Getting an error while trying to drop rows in pandas - python

I have the following DataFrame:
fin_data[fin_data['Ticker']=='DNMR']
high low open close volume adj_close Ticker CUMLOGRET_1 PCTRET_1 CUMPCTRET_1 OBV EMA_5 EMA_10 EMA_20 VWMA_15 BBL_20_2.0 BBM_20_2.0 BBU_20_2.0 RSI_14 PVT MACD_10_20_9 MACDh_10_20_9 MACDs_10_20_9 VOLUME_SMA_10 NAV Status Premium_over_NAV
date
2020-05-28 4.700000 4.700000 4.700000 4.700000 100.0 4.700000 DNMR NaN NaN NaN 100.0 NaN NaN NaN NaN NaN NaN NaN NaN NaN NaN NaN NaN NaN 10 Completed -0.530
2020-05-29 4.700000 4.700000 4.700000 4.700000 0.0 4.700000 DNMR 0.000000 0.000000 0.000000 100.0 NaN NaN NaN NaN NaN NaN NaN NaN 0.000000e+00 NaN NaN NaN NaN 10 Completed -0.530
2020-06-01 9.660000 9.630000 9.630000 9.660000 2000.0 9.660000 DNMR 0.720431 1.055319 1.055319 2100.0 NaN NaN NaN NaN NaN NaN NaN 100.000000 2.110638e+05 NaN NaN NaN NaN 10 Completed -0.034
2020-06-02 9.660000 9.650000 9.650000 9.660000 60020 9.660000 DNMR 0.720431 0.000000 1.055319 2100.0 NaN NaN NaN NaN NaN NaN NaN 100.000000 2.110638e+05 NaN NaN NaN NaN 10 Completed -0.034
2020-06-03 9.720000 9.630000 9.720000 9.630000 1100.0 9.630000 DNMR 0.717321 -0.003106 1.052214 1000.0 7.670000 NaN NaN NaN NaN NaN NaN 99.303423 2.107222e+05 NaN NaN NaN NaN 10 Completed -0.037
I'd like to either drop the first two rows where the close price is 4.70 or replace 4.70 by 9.66.
In order to drop the rows I tried this but it's giving me an error:
fin_data.drop(fin_data[fin_data['Ticker']=='DNMR'],axis=0,inplace=True)
KeyError: "['high' 'low' 'open' 'close' 'volume' 'adj_close' 'Ticker' 'CUMLOGRET_1'\n 'PCTRET_1' 'CUMPCTRET_1' 'OBV' 'EMA_5' 'EMA_10' 'EMA_20' 'VWMA_15'\n 'BBL_20_2.0' 'BBM_20_2.0' 'BBU_20_2.0' 'RSI_14' 'PVT' 'MACD_10_20_9'\n 'MACDh_10_20_9' 'MACDs_10_20_9' 'VOLUME_SMA_10' 'NAV' 'Status'\n 'Premium_over_NAV'] not found in axis"
Then I tried replace the 4.70 values but even though the code executed without an error the DataFrame is unchanged.
fin_data.loc[fin_data['Ticker']=='DNMR','adj_close'][0:2] = 9.66
Please note that I don't want to delete the data for those two dates (2020-05-28 and 2020-5-29) for other Tickers in the database but just for this one ('DNMR')
Thanks.

you are using it wrong, to drop the rows in question (or actually select the opposite ones) you should do
fin_data = fin_data[(find_data['Ticker'] == 'DNMR']) & (fin_data['close'] == 4.7)]
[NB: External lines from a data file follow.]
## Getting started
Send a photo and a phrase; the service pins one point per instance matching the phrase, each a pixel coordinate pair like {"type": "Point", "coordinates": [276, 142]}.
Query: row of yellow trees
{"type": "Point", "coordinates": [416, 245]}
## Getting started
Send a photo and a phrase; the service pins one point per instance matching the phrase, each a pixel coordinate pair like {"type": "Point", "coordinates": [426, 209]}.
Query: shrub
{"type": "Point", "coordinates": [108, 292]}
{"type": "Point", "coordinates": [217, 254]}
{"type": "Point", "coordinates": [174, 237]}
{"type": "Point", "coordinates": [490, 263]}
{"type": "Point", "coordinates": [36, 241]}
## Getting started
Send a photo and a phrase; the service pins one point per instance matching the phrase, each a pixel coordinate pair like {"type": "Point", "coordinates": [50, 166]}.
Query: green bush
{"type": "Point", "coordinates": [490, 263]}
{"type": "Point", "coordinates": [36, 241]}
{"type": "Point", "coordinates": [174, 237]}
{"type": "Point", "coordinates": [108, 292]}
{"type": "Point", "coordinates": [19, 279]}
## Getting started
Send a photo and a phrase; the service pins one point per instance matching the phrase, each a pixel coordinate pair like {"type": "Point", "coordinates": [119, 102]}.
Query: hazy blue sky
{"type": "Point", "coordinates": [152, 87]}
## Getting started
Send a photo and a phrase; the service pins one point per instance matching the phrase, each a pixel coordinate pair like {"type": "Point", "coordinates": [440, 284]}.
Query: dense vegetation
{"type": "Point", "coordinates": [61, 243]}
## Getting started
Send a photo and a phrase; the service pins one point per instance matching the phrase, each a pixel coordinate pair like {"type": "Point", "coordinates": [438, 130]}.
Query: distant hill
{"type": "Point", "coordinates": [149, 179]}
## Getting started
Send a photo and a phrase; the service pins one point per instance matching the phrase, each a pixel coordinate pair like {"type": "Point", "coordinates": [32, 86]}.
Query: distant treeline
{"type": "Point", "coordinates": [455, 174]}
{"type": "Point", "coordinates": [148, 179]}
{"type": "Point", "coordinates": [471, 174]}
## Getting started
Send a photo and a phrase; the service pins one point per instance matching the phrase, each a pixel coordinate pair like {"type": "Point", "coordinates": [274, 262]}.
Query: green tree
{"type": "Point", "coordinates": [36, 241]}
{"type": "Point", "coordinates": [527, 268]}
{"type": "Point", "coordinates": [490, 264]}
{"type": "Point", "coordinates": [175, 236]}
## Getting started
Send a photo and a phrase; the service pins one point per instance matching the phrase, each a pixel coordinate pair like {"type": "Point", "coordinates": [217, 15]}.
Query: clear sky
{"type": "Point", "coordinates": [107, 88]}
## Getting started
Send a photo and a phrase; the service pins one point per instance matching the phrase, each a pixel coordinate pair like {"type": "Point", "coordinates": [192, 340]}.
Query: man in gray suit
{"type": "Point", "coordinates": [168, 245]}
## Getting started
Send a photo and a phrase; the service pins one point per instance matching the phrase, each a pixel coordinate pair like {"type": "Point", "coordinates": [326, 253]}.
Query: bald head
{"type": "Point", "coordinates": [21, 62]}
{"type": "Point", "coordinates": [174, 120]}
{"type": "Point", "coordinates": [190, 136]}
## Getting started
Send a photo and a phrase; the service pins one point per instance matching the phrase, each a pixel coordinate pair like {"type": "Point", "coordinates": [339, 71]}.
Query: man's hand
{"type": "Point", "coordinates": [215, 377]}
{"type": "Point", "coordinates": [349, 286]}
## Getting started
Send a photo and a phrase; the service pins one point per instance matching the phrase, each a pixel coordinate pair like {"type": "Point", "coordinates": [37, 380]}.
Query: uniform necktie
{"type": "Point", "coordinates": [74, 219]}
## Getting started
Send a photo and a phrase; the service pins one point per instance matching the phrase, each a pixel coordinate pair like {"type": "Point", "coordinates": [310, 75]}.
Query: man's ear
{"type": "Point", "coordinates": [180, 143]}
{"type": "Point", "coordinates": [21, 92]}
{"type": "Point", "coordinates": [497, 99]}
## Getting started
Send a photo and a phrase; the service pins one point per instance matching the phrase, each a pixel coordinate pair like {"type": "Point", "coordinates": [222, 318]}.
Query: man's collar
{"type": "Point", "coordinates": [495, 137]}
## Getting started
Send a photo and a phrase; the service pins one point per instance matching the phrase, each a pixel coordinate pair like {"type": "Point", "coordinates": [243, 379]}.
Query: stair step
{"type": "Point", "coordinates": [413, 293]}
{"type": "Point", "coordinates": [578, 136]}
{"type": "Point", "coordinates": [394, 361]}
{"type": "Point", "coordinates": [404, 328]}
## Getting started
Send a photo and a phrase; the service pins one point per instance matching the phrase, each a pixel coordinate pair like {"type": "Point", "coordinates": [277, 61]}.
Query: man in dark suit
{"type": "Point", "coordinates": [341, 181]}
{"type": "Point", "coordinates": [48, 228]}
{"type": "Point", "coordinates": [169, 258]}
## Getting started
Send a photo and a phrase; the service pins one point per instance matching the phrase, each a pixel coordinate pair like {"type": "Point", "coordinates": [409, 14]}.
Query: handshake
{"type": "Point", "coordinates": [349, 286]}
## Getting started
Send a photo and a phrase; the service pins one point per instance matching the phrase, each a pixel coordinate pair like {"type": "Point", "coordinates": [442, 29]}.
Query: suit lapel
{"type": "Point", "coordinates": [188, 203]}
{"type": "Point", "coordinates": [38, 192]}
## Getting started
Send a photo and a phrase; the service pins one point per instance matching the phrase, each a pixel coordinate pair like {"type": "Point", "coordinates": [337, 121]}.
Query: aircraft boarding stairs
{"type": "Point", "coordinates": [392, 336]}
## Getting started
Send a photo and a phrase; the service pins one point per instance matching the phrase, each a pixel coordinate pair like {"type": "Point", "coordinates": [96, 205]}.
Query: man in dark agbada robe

to point out something about your drop-issue:
the drop() method expects "single label or list-like Index or column labels to drop" (DataFrame.drop) so this would work (notice the .index after the subset)
df
a b c d
0 10 8 3 5
1 5 5 3 1
2 2 2 8 6
df.drop(df[df["a"]== 10].index, axis= 0, inplace= True)
df
a b c d
1 5 5 3 1
2 2 2 8 6
BUT, if you have dates as indexes and there are multiple rows with the same dates, you would also drop those.
A solution would be to reset the index to integers.. but (even though I don't see why you would want non-unique indexes) that may not be what you want and you should stick to Jimmar's answer :)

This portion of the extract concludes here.